Executive Functions in the Classroom
This 6-hour course focuses on a comprehensive understanding of executive functions in school-aged children. Participants will differentiate between metacognitive skills in order to understand developmental deficits in executive functions presenting in children. Principles of assessment and treatment are clarified, as they apply to speech-language pathologists and classroom educators. Participants will understand a variety of treatment options from fostering executive function development to creating successful compensatory strategies.

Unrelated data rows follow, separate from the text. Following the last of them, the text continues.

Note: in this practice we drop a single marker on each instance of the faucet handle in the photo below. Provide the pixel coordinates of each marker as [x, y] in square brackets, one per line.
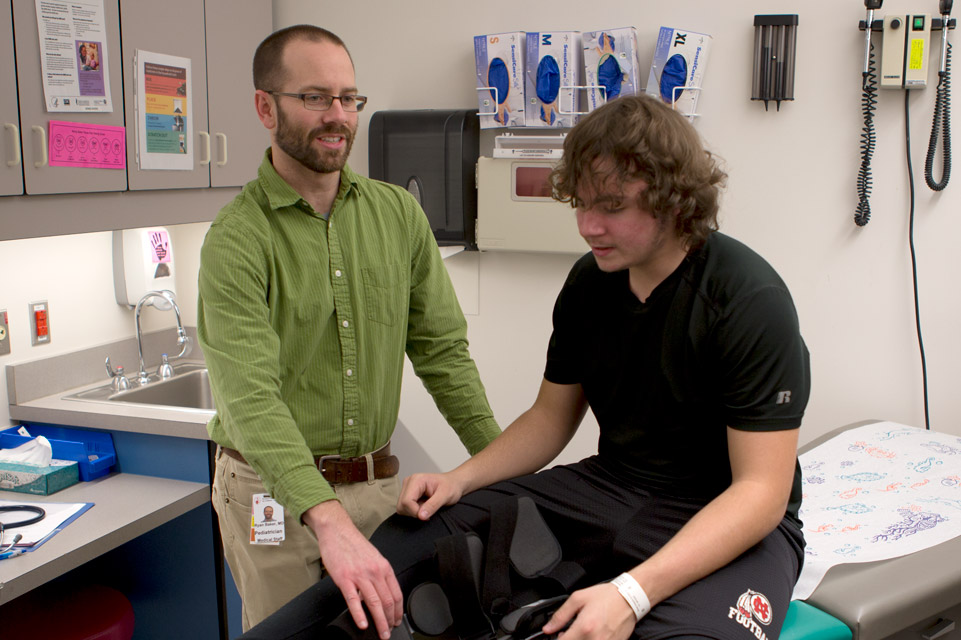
[117, 377]
[165, 370]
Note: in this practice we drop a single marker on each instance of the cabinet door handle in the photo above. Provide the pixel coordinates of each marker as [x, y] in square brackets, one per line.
[16, 143]
[206, 137]
[223, 140]
[43, 146]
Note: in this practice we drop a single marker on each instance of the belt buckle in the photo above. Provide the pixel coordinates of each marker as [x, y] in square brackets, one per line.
[323, 459]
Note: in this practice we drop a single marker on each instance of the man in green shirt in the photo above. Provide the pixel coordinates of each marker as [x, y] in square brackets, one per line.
[314, 283]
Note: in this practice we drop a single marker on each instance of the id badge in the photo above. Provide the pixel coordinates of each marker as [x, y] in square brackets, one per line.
[266, 520]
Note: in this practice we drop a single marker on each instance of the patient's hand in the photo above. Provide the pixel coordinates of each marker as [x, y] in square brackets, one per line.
[424, 493]
[598, 612]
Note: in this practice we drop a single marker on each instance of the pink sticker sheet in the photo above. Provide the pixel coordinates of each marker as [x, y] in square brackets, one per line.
[78, 144]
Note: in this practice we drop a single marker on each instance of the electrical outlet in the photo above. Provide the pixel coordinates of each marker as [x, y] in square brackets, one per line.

Jill Fahy is Associate Professor in the Department of Communication Disorders and Sciences at Eastern Illinois University. She teaches graduate courses in Acquired Language Disorders, Development of Executive Functions, Right Hemisphere Disorders, and Advanced Clinical Practicum. She teaches undergraduate courses in Neurology and Clinical Techniques. Within the EIU Speech-Language-Hearing Clinic, Ms. Fahy specializes in the assessment of executive dysfunction, particularly as it is associated with concomitant disorders of language, cognition, or social/pragmatics. Many of her clients typically have multiple comorbid diagnoses and are seeking diagnostic insight and recommendations for home, school, and vocational needs. Ms. Fahy is a widely-known lecturer in the area of executive functions, speaking nationally and internationally on aspects of evaluation and treatment of executive dysfunction, and the role of language in executive functions. She is co-author of The Source for Development of Executive Functions and soon-to-be published article, Language and Executive Functions: Self-Talk for Self-Regulation. Prior to teaching at EIU, Ms. Fahy worked for several years as a medical SLP providing services for patients with acquired neurological deficits resulting from stroke and TBI, including those in acute care, inpatient and day rehabilitation, and home health.